そして何か適当に慰めの言葉でもかけてほしいのだろうと今村は判断して適当なことを述べた。
「……ドンマイ。良いことあるよ。後、この遊園地作る時に土地の権利に関して一悶着あってさっき君が行ったところは色々あるから近付かない方がいい。」
「うん……迷惑かけてごめん……毎回毎回……私って……馬鹿だからさ……本当にごめんね?それと、ありがとう。」
毎回毎回と言われてもピンとこないが取り敢えず今村はさっさと離れて遊びに行きたいので合わせておくことにした。
「まぁ、うん。ただ謝っても許さないこともあるから。」
「え……しょ、食堂のこと……だよね……?あのね?虫がいいと思われるかもしれないけど、アレは柿本さんから今村君の興味をなくそうと思ってね……?その……ごめんなさい。庇うと余計に怒るから、私……変なこと言って……」
その後もひたすら謝罪会見を続ける小野。今村は別に気にしていないので聞き流してふと後ろから視線を感じ、見ると白崎がいるのを発見した。
(……やんごとなき身分の方だよなぁ……?何してんだろアレ……)
「だからね?その、許してくれなくても、今から頑張るね?」
「ん?あぁ。そう。」
「そう言えば……その、今村君たちってどこの高校行くの?」
「……訊いてどうする気だ?」
「どうって……その、参考までに……」
尻すぼみ気味に小野はそう言うが、今村の頭の中では蜂須賀関連にケリを付けるのに集中したいと思っていたので美川の行く高校のことを教えて、高校でまた告白するだのしないだのグダグダさせることにして少し決着を長引かせて現在の目標である蜂須賀集中を成すことにした。
「美川は第三高校。蜂須賀は……羽高。」
今村はそれで終えるつもりだったが、小野はこちらを先程まで泣いていた後の潤んだ瞳でじっと見たままだ。
「……い、今村君は……?」
「……さっき参考までにっつってたのに俺のも聞きたいんかよ。人麻呂の差し金だな……まぁ、卒業までにそっちにもきちんとしたケリを付けるから別に教えてもいいが……白水だよ。何だその顔馬鹿にしてんのか?」
「え、あ、ううん!白水って……今村君白水行くの?私立だよね?」
「だから?」
馬鹿にされた感があってイライラした顔で答える今村。それに対して小野は先程の事件など忘れたかのように明るい顔をしている。
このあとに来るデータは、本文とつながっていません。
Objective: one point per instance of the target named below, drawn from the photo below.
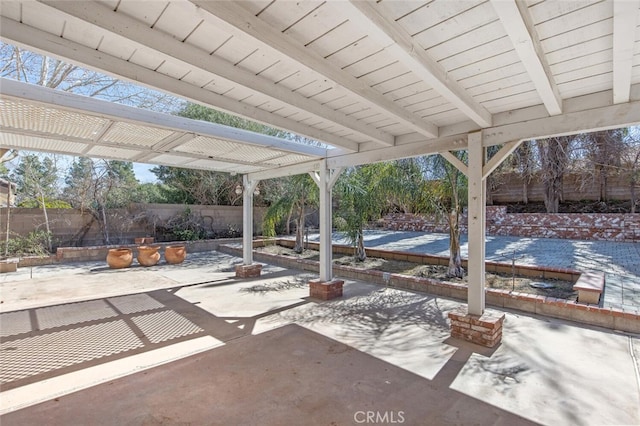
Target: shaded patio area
(199, 346)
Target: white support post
(247, 220)
(325, 287)
(477, 202)
(326, 255)
(325, 181)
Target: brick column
(248, 271)
(484, 330)
(325, 290)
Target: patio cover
(376, 80)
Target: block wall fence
(124, 224)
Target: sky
(143, 173)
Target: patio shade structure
(375, 80)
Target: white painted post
(326, 249)
(325, 181)
(477, 201)
(247, 219)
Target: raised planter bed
(612, 318)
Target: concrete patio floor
(190, 344)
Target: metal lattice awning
(41, 119)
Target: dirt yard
(560, 289)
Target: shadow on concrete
(287, 376)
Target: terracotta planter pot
(143, 240)
(148, 255)
(119, 258)
(175, 254)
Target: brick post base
(248, 271)
(484, 330)
(325, 290)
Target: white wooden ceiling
(375, 79)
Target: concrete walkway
(619, 260)
(190, 344)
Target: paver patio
(620, 261)
(261, 352)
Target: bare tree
(23, 65)
(554, 158)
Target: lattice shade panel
(288, 159)
(251, 153)
(41, 144)
(132, 134)
(20, 115)
(170, 159)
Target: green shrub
(33, 244)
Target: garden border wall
(578, 226)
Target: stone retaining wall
(612, 318)
(86, 254)
(584, 226)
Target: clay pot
(175, 254)
(119, 258)
(148, 255)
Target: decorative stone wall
(248, 271)
(124, 224)
(583, 226)
(325, 290)
(627, 319)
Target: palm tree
(447, 197)
(299, 193)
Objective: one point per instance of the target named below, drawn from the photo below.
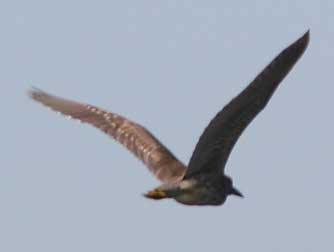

「そっかそっかぁ……白水かぁ……なら……後期で頑張れば……」
「俺に何かしに来るなら全力で排除しに行ってやる。……そうだな、精々人麻呂……柿本の末路でも見てろ。」
助けただけで今村が小野に気があると思い、何をしても許されると考えられては困るので釘を刺しておく今村。だが小野は既に自分の世界に入っているので聞いていない。
(もう話すことはないってか。)
今村はそう判断してベンチを後にした。